Trout generally get big by eating big things. In both Happy Isle and Louisa, the trout are almost without exception, small, ‘cookie cutter’ 1.25 to 1.75 pounds. However, I’ve seen lakers there weighing more than 20 pounds. But they’d turned cannibalistic, opting to eat the biggest available prey.


Proof positive that the brook trout population of Dickson Lake has suffered are my final visits to the primary spawning site. Mother Nature has created a wondrous sequence for brook trout spawning, whereby the largest females breed first, followed by smaller fish that don’t have the body mass to excavate fertilized eggs buried in redds (nests). From 2009 through 2012 (my last working years) we would seine-net females of all sizes and the numbers were historically (comparing back to 1962) lower than ever. It’s a lot more than algae involved, and since we’ve likely transitioned from the conservation to preservation stage, I can only hope that somehow these beautiful native trout might be saved. When it comes to fisheries science, I have a big problem with speculation, particularly as it concerns brook trout.

Yellow perch are native to Dickson Lake and have long comprised the major spring-time diet item for brook trout there. Virtually every one of the hundreds of trout that I processed for anglers from 1979-82 contained them. In addition, perch are the primary food item for lake trout in Dickson. Yes, lake trout, in a lake that averages 7 metres in depth and has no measurable oxygen below 10 metres by late summer, are present in large numbers.
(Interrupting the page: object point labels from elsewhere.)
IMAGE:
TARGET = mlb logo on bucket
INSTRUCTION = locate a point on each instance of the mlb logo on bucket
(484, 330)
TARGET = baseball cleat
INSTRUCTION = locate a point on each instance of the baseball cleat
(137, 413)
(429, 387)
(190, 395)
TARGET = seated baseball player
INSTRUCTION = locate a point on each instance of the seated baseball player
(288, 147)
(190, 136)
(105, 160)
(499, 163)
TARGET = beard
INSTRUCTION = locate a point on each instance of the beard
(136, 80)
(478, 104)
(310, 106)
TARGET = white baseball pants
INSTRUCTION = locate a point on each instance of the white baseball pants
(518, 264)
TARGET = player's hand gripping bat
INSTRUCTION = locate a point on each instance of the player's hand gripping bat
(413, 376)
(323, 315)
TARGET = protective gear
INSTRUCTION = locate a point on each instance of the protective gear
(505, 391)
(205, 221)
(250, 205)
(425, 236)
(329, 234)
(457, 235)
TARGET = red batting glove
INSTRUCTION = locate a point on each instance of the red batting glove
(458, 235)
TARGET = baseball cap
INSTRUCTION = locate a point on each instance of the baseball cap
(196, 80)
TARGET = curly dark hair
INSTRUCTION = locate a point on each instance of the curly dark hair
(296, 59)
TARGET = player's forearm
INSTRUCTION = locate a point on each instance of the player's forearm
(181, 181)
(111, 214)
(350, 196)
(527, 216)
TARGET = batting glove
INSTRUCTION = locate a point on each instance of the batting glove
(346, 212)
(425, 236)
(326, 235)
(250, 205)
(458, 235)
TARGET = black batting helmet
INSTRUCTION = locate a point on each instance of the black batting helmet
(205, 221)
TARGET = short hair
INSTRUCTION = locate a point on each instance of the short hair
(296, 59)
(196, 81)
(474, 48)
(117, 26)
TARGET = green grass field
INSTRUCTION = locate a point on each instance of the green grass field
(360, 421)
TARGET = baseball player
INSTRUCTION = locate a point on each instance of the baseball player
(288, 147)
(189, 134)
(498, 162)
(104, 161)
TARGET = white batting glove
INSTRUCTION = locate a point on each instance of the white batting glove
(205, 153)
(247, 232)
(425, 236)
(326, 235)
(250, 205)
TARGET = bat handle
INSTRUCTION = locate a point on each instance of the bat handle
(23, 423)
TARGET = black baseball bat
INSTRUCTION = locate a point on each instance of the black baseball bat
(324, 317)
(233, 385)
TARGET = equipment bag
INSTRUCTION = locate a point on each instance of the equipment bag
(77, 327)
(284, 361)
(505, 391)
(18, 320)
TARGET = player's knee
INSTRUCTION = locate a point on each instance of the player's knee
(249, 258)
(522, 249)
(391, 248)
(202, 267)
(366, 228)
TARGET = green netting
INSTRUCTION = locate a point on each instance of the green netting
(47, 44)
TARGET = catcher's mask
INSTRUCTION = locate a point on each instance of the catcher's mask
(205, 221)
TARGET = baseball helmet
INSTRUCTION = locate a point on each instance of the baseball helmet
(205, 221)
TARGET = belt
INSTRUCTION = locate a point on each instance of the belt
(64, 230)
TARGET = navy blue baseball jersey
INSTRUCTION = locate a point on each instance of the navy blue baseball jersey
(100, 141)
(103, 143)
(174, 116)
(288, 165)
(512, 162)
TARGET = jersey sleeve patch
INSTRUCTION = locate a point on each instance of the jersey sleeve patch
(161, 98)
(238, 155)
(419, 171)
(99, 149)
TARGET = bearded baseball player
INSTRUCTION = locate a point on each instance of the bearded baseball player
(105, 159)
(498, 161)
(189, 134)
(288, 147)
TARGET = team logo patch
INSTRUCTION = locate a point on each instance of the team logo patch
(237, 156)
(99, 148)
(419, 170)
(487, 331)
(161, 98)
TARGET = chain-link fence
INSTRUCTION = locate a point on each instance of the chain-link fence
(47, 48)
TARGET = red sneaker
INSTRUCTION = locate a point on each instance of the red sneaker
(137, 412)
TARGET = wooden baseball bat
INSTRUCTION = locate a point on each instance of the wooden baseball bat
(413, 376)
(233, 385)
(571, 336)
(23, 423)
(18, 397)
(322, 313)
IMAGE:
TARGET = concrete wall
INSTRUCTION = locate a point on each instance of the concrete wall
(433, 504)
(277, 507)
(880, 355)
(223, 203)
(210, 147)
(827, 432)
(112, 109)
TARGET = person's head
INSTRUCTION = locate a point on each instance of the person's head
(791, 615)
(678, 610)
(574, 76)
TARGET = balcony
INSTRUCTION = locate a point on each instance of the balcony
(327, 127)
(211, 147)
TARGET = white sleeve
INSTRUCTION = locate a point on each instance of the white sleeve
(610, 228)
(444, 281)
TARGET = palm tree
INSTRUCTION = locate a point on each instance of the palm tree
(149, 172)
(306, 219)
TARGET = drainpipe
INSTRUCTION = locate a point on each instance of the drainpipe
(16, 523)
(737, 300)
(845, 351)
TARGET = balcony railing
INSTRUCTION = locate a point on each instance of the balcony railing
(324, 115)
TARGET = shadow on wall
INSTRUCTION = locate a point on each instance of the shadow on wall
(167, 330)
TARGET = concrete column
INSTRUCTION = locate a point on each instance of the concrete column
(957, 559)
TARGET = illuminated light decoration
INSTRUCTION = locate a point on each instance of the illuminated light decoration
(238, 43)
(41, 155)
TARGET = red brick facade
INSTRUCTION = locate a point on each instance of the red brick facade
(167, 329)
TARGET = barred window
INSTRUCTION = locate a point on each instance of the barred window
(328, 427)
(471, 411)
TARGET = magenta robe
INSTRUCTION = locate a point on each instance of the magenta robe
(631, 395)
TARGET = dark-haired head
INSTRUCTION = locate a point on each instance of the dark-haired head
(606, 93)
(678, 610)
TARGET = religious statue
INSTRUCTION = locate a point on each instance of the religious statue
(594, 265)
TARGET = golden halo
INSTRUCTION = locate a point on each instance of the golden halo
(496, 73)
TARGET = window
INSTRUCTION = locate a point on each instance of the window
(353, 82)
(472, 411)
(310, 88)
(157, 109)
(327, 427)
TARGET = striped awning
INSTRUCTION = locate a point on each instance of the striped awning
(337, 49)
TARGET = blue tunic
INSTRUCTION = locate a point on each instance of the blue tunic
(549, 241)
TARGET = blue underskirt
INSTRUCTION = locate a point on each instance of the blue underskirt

Interestingly, in 2002 when MNR's fish culture section decided to 'rehabilitate' brook trout stocks in their hatchery system, they chose to promote the Dickson strain as a special 'perch eating' variety. This was even promulgated in a full page advertisement in a fishing newspaper. The underlying promise was that, if you had a problem with perch in your lake, here was a solution .. what I consider a somewhat deceptive representation. In addition, wild strains of brook trout (same species, different genetics) fare extremely poorly in hatcheries, where they are overcrowded, stressed by competition, subjected to conditions similar to those inflicted on chickens in commercial rearing facilities. Typically, wild brook trout yearlings are about one-third the size of domestic in-bred strains at stocking time. In hatcheries, their unique wildness has been nearly eradicated and I always compare situation to the rearing chickens in pens and then releasing them into the forest to compete with grouse.

My mentor and supervisor, Jim Fraser, proved conclusively that wild trout in hatcheries fare best when raised only to the stage where they’ve absorbed their yolk sac (alevin or fry stage), at which point they could adapt extremely well in the wild. At that point, their inherent instincts kick in and they thrive. All of these instincts are beaten out of them in a fish farm environment. Logical and 100x more cost-effective to stock wild trout fry? Yes. However, the optics of stocking larger, ready-to-be-caught trout off the back of a truck are more high-profile. Accordingly, those promotional stickers telling about the efficacy of your Outdoors Card dollars at work are hard to argue against.